14. Lines 188, 205, 208 and 252. Supplementary Tables 1, 2, 3 and 4 are not properly labelled.
15. Line 224. Add a space between "13-mer" and "124".
16. Line 238. Define "aa".
17. Line 246. Add "membrane protein" before "B-cell linear epitope".
18. Line 309. Remove "(0.0%)".
19. Lines 327-330. Remove 3 lines.
20. Lines 353 and 353. Remove 1 line.
21. Lines 354-367. In Table 3, TLR2 is also shown. Nevertheless, not a single mention is done along the paragraph.
22. Line 399. Remove one of the parentheses from "((Biswal et al., 2015).
23. Lines 401 and 402. Remove 1 line.
24. Discussion section should be shorter. We can find several parts of the Discussion section where results are repeated and could be removed (for example lines 474-480). It would be interesting to make the discussion a little more concise and in any case include some of the comparison between SARS-CoV-2, SARS-CoV and MERS-CoV to ultimately meet the interest of comparing the physicochemical parameters of the S proteins of the three virus species (point 8). In addition, in lines 494-496 the different antigenicity of CoV-RMEN is mentioned depending on the program used but nothing is discussed about this fact.

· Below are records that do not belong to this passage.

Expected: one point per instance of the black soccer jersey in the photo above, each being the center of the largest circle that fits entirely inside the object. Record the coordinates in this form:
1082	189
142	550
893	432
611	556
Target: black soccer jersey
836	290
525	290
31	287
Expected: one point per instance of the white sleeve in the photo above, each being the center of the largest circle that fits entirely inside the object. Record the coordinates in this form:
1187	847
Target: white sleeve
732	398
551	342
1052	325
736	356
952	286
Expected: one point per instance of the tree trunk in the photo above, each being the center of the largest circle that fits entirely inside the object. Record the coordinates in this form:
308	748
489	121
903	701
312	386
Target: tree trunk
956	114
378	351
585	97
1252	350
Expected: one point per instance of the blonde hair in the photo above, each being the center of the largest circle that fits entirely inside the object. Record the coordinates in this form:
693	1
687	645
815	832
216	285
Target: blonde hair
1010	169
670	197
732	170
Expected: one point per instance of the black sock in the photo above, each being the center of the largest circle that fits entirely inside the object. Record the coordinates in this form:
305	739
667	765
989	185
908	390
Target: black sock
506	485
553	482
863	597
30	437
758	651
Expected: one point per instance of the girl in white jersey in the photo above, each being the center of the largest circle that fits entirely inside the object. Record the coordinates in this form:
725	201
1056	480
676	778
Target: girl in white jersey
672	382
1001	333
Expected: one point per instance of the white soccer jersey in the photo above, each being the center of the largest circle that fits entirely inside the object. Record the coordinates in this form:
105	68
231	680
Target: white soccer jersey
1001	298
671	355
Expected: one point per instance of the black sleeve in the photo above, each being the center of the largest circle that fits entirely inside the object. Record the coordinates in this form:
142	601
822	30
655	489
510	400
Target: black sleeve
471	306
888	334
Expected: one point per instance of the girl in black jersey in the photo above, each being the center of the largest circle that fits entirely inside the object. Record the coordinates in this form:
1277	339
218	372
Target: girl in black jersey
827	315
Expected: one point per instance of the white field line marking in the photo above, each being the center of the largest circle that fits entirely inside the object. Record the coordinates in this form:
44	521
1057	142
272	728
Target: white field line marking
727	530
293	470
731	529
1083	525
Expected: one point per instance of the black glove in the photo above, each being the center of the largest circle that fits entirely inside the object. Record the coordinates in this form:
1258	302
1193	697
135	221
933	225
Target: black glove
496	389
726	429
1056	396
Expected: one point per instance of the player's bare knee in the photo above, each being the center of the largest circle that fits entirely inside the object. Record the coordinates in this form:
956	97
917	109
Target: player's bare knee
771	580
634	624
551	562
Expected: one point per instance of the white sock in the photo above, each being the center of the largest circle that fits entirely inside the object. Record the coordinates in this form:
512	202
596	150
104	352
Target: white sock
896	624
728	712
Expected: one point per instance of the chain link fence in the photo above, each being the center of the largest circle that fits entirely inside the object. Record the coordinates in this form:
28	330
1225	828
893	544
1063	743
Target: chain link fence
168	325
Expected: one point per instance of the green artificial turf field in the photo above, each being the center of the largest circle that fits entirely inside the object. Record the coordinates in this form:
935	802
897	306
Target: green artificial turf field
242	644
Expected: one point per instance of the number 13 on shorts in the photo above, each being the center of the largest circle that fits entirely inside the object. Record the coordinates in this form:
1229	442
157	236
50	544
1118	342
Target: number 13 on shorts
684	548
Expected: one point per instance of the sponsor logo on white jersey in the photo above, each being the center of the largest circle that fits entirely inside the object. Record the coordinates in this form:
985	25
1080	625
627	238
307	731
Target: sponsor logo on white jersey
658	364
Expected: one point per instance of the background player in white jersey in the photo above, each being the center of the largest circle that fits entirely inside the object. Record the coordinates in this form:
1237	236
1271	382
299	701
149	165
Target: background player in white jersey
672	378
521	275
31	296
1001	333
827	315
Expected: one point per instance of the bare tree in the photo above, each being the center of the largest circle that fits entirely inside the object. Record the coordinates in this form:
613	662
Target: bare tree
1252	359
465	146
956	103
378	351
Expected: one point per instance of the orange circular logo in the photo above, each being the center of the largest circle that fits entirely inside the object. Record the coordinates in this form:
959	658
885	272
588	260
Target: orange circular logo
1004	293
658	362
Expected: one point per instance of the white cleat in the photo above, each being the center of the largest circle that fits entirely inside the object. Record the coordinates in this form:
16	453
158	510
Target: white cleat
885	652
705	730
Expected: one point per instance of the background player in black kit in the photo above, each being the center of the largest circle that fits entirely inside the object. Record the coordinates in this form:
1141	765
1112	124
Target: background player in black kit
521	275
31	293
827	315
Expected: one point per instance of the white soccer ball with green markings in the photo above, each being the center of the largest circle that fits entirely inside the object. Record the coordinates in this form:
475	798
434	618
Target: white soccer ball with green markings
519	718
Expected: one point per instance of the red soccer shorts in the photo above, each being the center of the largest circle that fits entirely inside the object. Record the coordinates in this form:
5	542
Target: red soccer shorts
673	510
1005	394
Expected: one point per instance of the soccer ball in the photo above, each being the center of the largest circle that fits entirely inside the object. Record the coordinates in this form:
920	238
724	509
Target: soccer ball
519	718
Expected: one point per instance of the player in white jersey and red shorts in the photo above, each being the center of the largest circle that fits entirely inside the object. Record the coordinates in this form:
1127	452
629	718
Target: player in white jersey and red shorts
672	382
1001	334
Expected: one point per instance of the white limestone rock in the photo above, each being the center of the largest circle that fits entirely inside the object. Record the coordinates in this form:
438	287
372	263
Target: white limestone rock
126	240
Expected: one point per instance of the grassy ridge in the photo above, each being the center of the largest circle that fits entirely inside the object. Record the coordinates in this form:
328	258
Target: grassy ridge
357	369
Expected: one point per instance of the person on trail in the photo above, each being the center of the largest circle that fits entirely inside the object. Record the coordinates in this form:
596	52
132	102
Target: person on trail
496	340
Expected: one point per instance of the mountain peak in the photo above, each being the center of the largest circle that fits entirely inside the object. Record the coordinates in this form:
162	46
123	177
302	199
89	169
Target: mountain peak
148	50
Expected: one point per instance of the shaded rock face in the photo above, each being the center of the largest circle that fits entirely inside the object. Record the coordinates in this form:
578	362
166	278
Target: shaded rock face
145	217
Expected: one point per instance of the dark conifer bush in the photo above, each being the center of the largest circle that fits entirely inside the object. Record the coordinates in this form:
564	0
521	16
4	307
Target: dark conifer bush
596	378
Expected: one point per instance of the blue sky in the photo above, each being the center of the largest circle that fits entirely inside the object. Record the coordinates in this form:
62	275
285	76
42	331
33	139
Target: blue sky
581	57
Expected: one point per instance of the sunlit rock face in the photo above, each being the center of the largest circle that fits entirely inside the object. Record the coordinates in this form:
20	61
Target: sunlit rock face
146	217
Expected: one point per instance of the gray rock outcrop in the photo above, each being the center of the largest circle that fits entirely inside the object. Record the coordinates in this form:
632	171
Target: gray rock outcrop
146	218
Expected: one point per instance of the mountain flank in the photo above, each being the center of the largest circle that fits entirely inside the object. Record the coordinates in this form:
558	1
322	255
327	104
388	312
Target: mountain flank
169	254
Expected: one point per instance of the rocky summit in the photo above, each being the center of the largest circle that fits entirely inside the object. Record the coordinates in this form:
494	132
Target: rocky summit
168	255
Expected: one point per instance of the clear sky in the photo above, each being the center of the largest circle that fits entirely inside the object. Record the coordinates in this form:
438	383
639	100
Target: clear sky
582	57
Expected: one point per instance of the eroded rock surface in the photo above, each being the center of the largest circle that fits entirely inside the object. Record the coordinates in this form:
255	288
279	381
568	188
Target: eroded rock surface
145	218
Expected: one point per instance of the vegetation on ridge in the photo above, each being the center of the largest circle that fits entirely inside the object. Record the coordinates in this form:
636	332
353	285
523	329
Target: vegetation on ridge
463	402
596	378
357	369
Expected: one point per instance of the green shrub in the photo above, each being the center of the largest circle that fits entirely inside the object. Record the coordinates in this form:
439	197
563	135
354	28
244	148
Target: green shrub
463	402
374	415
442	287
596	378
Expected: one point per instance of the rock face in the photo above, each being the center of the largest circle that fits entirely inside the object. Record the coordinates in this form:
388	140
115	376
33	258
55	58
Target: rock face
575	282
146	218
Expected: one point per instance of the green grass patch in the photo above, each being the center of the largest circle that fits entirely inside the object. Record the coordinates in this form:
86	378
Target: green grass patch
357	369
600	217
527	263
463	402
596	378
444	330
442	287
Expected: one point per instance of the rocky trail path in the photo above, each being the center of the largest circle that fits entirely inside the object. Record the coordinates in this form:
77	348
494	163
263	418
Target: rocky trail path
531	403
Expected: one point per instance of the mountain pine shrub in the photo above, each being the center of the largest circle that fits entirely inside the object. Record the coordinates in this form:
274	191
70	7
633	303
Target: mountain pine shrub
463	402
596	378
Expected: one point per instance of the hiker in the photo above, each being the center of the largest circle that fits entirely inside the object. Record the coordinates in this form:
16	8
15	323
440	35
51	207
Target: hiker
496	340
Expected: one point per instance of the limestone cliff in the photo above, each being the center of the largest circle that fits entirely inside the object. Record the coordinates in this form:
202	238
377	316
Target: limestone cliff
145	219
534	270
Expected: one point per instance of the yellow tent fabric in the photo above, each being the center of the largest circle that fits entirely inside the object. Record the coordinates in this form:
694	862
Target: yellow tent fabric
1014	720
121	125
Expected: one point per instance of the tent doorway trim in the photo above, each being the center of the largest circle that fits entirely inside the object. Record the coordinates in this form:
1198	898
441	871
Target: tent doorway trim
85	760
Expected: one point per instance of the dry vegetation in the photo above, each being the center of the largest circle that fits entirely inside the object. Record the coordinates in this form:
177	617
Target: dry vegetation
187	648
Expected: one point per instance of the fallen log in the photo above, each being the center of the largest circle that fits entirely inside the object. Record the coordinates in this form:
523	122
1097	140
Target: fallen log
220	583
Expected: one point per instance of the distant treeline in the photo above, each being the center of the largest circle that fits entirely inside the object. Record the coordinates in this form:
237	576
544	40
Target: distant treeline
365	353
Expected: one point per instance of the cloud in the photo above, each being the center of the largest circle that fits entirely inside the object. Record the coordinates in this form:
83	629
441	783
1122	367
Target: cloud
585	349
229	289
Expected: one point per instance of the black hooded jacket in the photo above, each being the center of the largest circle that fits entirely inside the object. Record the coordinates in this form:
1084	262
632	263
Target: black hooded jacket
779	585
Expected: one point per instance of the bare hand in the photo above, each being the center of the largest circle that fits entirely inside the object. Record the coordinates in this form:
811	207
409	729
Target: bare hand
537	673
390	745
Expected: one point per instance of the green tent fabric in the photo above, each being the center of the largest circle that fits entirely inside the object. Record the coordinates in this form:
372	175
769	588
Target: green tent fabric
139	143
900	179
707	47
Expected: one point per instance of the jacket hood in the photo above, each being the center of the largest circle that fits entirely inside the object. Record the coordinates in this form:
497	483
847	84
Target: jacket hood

25. Line 519. Change "enhance" by "enhances".
26. Line 549-553. Delete 4 lines.
27. Line 571. "involved in".
28. Line 660. " Glutamate should be in lowecase.
29. Add one space line between lines 665 and 666.
30. Lines 745-762. Take care about the quantity of empty lines between the two sections.
31. Lines 773-774. Delete 1 line.
32. Reference section. Please check the reference style as there are some errors (for example, some volume numers are in bold and some other are not).